Tuckahoe, located along the James River in Goochland County, Virginia, was near the properties of his uncle, Isham Randolph of Dungeness, and Peter and Jane Jefferson. He patented 2400 acres in what is now Albemarle County. The land was adjacent to a 2000-acre tract owned by Peter Jefferson. Randolph sold 200 acres that were adjacent to Peter Jefferson's Shadwell property in 1741 to Jefferson, who used it for the site of his home with his wife Jane.

Politics
He worked for Goochland County as the Clerk and a Justice. In 1744, he became the first Clerk of Albemarle County, newly formed from part of Goochland County. He was elected to the House of Burgesses representing Goochland County in 1742; he died before the February 20, 1746 session.

Marriage and children

In 1733, Randolph started building a two-story house on Tuckahoe.
In 1735, he married Maria Judith Page, the daughter of Hon. Mann Page and Judith Wormsley or Wormeley of Rosewell. Known as Mary, she had a dowry of £2000 sterling, which the couple used to finish building the mansion for Tuckahoe.
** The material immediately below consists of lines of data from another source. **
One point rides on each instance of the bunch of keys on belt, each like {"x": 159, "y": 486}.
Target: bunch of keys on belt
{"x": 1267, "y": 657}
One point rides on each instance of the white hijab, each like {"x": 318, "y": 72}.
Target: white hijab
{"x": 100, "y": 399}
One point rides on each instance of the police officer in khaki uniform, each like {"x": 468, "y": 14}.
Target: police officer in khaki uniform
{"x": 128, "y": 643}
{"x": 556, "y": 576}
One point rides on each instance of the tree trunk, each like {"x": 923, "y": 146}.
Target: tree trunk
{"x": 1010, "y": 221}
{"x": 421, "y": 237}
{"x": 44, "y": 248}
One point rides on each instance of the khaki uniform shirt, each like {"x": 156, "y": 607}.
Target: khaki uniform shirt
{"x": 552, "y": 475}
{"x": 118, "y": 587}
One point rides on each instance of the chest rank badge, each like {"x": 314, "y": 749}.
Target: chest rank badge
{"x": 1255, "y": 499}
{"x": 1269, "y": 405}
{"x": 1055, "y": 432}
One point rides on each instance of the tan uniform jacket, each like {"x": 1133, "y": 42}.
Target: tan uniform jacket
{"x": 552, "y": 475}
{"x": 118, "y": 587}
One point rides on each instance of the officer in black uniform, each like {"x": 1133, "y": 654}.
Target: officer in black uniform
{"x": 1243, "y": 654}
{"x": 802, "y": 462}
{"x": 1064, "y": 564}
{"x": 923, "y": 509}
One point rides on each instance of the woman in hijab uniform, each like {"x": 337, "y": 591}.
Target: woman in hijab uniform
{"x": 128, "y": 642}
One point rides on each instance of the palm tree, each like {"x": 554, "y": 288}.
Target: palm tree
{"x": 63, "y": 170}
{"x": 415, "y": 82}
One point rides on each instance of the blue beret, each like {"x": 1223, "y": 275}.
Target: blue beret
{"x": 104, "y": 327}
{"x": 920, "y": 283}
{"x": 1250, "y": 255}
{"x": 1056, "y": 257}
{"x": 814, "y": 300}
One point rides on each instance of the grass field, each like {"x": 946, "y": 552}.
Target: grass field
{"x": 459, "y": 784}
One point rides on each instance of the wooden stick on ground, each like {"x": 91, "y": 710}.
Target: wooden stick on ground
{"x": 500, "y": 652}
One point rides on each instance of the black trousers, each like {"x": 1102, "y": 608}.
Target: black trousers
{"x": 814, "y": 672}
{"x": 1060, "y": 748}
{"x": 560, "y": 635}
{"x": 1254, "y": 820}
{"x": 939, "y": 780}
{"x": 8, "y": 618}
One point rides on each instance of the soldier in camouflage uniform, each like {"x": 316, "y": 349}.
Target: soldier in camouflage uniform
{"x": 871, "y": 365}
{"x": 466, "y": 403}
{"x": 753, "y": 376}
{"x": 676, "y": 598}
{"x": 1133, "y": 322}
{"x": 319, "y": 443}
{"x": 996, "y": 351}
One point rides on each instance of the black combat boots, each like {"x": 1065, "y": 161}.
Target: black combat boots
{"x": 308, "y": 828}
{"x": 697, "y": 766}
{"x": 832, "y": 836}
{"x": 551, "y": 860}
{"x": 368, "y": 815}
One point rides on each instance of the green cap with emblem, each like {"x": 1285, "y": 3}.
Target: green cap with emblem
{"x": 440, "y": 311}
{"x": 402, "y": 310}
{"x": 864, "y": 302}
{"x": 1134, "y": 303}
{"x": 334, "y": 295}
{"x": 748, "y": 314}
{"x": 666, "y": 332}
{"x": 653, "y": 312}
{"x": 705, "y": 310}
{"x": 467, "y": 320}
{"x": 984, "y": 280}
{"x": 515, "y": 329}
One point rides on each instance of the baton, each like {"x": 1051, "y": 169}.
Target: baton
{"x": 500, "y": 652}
It was completed in 1840 and The Washington Post said that it is "one of the James River's most famous plantations.

They had four children, including their only son Thomas Mann Randolph Sr.

Death
Randolph was widowed when Maria died by 1742. He wrote out a will in late 1745, knowing that his three children would become orphans on his death.

William Randolph died in 1745. Although Peter Jefferson had intended to establish a plantation off the Rivanna River, he instead moved his family to Tuckahoe in 1746 and raised William and Maria Judith's children there until 1752, when Thomas Randolph was 21 years of age.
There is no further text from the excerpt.